THE Greater Sydney Commission has placed on public exhibition the 40-year vision, Towards our Greater Sydney 2056, and the first ever 20-year draft District Plans, one for each of Greater Sydney's six Districts.
The goal of these Plans is to have well-coordinated, integrated and effective planning for land use, transport and infrastructure.
The draft District Plans set out the opportunities, priorities and actions and provide the means by which the Greater Sydney Region Plan, A Plan for Growing Sydney, can be put into action at a local level.
They show how Greater Sydney will be transformed into a thriving metropolis of three cities: the Eastern City, the Central City, and the Western City, all of them productive, liveable and sustainable.
"Greater Sydney is a mosaic of great places, and we've collaborated with the community, peak interest groups, businesses, and all levels of government to build concrete plans to make those places greater," said Greater Sydney Commission's Chief Commissioner Lucy Turnbull.
"Our ambition is for Greater Sydney to be the kind of global city that is home to a mix and variety of places we want to live, work, study, play and visit – places that are close to those essentials like housing choices, smart jobs, great schools, health care, open spaces and facilities."
The plans address the most pressing challenges in Greater Sydney, including:
- Setting a 5-10 per cent target for affordable rental housing for low and very low income households in all new development in new urban renewal and greenfield areas across Greater Sydney;
- Creating a green grid – a long-term vision and priority projects to deliver a regional connected network of parks, bushland, waterways, tree-lined streets and walking and cycling paths;
- Designation of 'collaboration areas' – places where different levels of government, and in some cases the private sector or landowners, can work together to improve productivity, liveability and sustainability; and
- Establishment of the Greater Sydney Digital Dashboard, an interactive online tool to monitor the growth and change of Greater Sydney to help make the best possible planning decisions.
Greater Sydney Commission CEO Sarah Hill said that District level plans have been the missing link between the regional plan, A Plan for Growing Sydney, and councils' local environment plans.
"The draft District Plans are a product of genuine collaboration, bringing the arms of government together with crucial data that will inform planning at all levels, and aligning our planning processes," Ms Hill said.
"Effective planning is a shared pursuit, so we have worked as 'one government' with the NSW Department of Planning and Environment, Transport for NSW, NSW Treasury, NSW Ministry of Health, the NSW Department of Education, UrbanGrowth NSW, Infrastructure NSW and every single local government in Greater Sydney.
"In the Commission's first 10 months we have delivered a vision for Greater Sydney - months ahead of timetable so we have additional time to consult with the community about that vision - but it's just the first step, and there's more to do next year."
The plans will be on public exhibition until the end of March 2017, during which time the Commission will be engaging with the community.
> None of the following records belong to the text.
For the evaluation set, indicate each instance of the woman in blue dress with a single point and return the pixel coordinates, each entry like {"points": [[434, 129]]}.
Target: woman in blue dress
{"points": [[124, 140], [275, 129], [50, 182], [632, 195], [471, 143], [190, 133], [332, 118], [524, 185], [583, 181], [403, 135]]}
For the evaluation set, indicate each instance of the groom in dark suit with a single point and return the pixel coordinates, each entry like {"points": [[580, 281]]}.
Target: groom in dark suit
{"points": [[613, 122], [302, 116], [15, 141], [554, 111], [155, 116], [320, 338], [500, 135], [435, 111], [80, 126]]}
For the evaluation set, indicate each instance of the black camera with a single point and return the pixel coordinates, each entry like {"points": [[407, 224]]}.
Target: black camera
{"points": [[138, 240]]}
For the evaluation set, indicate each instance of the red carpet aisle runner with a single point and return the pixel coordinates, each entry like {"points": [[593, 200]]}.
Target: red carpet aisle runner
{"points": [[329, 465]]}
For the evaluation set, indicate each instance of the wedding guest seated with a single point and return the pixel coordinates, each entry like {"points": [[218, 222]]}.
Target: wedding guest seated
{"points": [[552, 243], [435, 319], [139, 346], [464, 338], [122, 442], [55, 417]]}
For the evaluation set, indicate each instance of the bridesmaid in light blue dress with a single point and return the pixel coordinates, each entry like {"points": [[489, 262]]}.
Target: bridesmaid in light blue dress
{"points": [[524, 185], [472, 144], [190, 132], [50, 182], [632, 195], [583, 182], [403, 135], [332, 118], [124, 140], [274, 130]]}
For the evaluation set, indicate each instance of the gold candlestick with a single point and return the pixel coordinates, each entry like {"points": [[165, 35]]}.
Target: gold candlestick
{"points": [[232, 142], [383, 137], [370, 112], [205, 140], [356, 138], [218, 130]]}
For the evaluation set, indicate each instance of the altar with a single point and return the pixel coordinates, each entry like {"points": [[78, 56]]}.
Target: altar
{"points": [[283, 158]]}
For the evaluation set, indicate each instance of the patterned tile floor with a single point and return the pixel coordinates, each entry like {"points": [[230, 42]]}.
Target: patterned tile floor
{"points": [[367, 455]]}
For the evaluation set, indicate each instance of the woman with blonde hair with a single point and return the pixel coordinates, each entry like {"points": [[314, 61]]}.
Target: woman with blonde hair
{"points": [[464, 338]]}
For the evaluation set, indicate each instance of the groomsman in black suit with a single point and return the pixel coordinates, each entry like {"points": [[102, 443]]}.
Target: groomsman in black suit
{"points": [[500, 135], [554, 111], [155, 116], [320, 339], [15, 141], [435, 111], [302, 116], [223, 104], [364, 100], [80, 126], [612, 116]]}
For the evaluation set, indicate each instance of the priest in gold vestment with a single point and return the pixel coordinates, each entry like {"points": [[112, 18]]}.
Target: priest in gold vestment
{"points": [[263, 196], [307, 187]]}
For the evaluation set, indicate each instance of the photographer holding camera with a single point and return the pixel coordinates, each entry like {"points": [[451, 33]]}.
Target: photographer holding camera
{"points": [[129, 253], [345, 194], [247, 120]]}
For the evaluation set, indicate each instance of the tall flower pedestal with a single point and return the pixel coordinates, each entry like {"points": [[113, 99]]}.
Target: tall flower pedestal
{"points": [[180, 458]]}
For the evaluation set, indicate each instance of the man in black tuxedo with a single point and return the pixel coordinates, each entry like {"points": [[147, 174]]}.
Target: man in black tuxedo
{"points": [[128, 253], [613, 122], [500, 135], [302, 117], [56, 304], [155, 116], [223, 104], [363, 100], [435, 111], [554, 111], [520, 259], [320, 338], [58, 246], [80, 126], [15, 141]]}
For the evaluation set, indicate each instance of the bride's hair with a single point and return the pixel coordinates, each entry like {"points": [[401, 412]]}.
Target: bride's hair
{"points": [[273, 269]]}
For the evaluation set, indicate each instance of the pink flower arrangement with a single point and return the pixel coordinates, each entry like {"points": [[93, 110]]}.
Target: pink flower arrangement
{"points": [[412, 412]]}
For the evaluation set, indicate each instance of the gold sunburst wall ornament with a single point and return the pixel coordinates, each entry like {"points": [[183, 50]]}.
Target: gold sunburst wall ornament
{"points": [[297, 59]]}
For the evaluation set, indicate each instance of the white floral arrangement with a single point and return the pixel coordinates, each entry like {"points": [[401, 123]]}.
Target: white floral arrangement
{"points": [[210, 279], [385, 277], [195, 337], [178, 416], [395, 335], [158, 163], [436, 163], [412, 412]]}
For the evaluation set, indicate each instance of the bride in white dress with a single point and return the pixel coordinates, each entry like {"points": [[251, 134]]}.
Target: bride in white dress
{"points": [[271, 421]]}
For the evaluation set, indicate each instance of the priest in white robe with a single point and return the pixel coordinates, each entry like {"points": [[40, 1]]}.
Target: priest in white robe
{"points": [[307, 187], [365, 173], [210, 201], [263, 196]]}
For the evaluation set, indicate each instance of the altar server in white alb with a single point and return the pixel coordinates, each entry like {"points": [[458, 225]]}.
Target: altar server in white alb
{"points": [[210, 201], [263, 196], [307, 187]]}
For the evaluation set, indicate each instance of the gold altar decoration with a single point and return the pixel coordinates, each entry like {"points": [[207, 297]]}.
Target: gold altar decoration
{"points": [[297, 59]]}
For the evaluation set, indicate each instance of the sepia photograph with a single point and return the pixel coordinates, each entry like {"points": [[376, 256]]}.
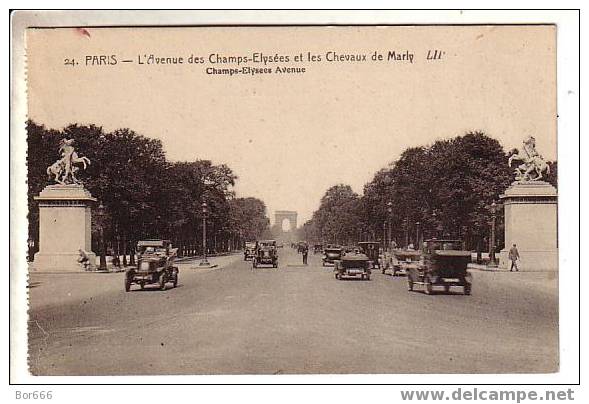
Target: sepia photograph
{"points": [[292, 200]]}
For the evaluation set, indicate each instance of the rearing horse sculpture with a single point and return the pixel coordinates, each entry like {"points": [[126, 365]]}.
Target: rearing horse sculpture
{"points": [[63, 170]]}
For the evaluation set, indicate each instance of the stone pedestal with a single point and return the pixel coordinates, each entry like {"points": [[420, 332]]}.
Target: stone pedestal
{"points": [[65, 218], [531, 224]]}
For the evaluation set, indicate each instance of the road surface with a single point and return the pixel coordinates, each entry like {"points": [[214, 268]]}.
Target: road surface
{"points": [[290, 320]]}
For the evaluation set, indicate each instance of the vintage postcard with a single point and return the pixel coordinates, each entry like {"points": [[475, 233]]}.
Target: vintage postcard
{"points": [[289, 199]]}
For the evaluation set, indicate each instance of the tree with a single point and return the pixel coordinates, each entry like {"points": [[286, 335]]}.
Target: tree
{"points": [[144, 195], [337, 218]]}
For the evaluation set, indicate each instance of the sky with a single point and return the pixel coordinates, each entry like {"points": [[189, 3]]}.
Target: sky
{"points": [[290, 136]]}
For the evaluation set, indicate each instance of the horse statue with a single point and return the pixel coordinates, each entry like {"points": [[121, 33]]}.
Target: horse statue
{"points": [[533, 165], [63, 171]]}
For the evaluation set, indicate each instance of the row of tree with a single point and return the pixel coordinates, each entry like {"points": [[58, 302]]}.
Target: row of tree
{"points": [[446, 189], [143, 195]]}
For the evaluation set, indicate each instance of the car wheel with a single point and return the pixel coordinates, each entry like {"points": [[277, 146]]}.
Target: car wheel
{"points": [[427, 285], [409, 284]]}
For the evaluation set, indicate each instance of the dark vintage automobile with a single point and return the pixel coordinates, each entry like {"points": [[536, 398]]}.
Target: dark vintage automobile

"Towards our Greater Sydney 2056 is a draft amendment to the current Greater Sydney Region Plan, A Plan for Growing Sydney, which will continue to be revised in 2017, aiming to finalise it at the end of 2017 in line with the District Plans, subject to NSW Government approval," Ms Hill explained.
"This 2017 review will take place in parallel with the review of the NSW Long Term Transport Master Plan 2012, now called the Future Transport Strategy by Transport for NSW, and of Rebuilding NSW: State Infrastructure Strategy 2014 by Infrastructure NSW. These plans will also align with the NSW Intergenerational Report 2016.
"In early 2018, for the first time in many decades, our aim is that final land use, transport and infrastructure plans will be aligned to provide a strong platform for Greater Sydney."
Ms Turnbull said that in preparing the plans, the Commission had talked to individuals and community groups and had input from peak groups, councils and government agencies.
"We've translated those big picture conversations into draft plans that will act as a focal point for further conversation to develop the plans further, working with the community to get their feedback," Ms Turnbull said.
"The draft District Plans are a discussion starter. We'll continue to engage peak groups and the community, and encourage Greater Sydneysiders to participate in person or engage via our website."
The Commission will also be consulting with stakeholders and community on a draft revision to A Plan for Growing Sydney during the second half of 2017. The District Plans and revised Greater Sydney Region Plan will not be finalised until the end of 2017.